Unnecessary government intervention that restricts commercial liberty and creates compliance burden for Australian businesses. The IOC's IP rights can be protected through existing trademark and contract law without a separate federal licensing regime. This regulation creates a bureaucratic enforcement apparatus, imposes restrictions on legitimate commercial speech, and represents nanny-state paternalism—granting a private organization monopoly privileges via statute rather than through market mechanisms. The unseen costs include stifled creativity, delayed marketing opportunities, and arbitrary enforcement discretion.

delete Migration (Republic of Sudan — United Nations Security Council Resolution No. 1054) Repeal Regulations 2002 F2002B00011 · 2002
Summary

These regulations repealed previous Migration regulations that had imposed restrictions on certain persons from or associated with the Republic of Sudan, implementing aspects of United Nations Security Council Resolution 1054 (1996) which established sanctions against Sudan.
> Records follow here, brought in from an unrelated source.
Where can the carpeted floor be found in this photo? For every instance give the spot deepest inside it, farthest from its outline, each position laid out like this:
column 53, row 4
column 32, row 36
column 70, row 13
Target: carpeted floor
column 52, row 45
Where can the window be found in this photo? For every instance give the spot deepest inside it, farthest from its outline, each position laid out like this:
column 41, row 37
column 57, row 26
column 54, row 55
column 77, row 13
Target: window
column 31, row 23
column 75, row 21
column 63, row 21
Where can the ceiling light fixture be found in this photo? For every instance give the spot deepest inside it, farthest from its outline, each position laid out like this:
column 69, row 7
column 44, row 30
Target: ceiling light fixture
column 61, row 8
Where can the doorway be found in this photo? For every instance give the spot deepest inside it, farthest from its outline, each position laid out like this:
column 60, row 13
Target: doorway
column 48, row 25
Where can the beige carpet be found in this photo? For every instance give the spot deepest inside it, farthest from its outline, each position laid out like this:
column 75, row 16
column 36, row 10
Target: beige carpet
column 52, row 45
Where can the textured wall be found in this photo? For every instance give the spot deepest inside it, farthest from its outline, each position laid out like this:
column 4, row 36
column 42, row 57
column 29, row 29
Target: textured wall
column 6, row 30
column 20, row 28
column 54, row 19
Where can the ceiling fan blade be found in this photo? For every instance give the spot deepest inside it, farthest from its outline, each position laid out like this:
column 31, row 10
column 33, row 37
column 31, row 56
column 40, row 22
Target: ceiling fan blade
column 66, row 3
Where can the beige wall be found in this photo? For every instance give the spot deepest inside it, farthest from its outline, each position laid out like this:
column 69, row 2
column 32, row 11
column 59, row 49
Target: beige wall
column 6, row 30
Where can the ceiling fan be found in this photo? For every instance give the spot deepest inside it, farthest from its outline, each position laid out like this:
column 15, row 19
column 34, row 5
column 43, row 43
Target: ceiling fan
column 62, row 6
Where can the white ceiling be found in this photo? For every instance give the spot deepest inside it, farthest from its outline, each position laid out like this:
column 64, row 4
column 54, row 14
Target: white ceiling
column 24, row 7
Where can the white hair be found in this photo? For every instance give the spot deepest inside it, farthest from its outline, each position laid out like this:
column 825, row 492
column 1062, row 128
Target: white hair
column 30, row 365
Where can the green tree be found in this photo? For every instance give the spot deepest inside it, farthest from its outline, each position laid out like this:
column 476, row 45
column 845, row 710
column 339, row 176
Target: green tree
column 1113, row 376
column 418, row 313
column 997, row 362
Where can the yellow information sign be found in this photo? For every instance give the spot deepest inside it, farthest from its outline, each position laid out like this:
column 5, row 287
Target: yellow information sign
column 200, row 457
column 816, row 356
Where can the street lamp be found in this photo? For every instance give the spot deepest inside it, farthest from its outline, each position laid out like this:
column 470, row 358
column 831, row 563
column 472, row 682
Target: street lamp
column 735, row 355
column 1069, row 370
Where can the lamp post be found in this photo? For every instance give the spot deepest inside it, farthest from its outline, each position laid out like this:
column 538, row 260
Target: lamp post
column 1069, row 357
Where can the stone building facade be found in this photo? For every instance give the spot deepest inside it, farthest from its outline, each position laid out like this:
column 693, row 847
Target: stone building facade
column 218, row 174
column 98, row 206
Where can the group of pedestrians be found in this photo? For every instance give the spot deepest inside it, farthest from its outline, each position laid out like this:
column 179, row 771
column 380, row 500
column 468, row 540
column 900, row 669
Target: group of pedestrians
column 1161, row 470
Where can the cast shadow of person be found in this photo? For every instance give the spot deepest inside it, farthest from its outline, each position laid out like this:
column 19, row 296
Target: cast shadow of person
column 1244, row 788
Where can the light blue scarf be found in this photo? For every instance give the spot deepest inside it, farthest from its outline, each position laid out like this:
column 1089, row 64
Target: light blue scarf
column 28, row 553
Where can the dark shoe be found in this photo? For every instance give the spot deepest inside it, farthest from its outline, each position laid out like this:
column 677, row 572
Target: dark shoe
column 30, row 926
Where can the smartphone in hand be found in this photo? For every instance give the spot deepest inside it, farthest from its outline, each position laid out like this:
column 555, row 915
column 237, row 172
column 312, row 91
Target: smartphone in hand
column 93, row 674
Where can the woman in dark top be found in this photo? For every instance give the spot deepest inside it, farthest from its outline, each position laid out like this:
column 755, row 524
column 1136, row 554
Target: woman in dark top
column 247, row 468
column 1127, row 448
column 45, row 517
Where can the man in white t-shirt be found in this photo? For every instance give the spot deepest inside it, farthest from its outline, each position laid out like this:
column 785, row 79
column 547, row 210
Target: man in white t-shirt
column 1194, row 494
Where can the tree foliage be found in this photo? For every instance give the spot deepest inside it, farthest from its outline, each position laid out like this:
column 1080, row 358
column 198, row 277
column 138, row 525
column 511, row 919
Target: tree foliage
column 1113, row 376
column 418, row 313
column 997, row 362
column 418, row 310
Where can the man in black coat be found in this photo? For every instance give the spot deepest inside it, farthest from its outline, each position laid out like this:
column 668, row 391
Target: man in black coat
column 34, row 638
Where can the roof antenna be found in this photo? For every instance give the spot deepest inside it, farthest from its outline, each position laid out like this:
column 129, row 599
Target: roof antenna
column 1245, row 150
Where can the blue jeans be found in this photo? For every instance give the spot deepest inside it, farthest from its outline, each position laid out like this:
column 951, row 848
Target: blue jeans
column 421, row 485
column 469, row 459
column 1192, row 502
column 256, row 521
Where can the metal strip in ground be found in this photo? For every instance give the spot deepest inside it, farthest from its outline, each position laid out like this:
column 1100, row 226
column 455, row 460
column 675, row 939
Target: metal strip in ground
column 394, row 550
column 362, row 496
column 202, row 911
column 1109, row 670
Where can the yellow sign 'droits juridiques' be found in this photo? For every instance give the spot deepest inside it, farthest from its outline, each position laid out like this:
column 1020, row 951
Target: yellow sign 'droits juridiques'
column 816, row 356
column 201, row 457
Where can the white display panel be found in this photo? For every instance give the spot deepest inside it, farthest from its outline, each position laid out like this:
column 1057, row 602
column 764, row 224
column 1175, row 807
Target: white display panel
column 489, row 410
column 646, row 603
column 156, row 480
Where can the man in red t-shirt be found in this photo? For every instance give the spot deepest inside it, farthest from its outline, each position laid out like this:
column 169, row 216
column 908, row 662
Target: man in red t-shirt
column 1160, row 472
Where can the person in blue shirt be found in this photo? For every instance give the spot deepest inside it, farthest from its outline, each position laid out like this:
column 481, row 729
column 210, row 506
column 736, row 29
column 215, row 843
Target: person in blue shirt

The instrument removed these migration-related sanctions from Australian law.

Reason

As a repeal instrument, these regulations eliminated rather than created regulatory burden. However, the original UNSC Resolution 1054 sanctions themselves represented inappropriate international coercion overriding national sovereignty. Furthermore, sanctions instruments — even repealed ones — create institutional precedent for future multilateral sanctions regimes that Australian governments may invoke to justify protective trade and migration restrictions. The compliance infrastructure for tracking and enforcing such sanctions imposes ongoing costs and sets dangerous precedents for regulatory overreach.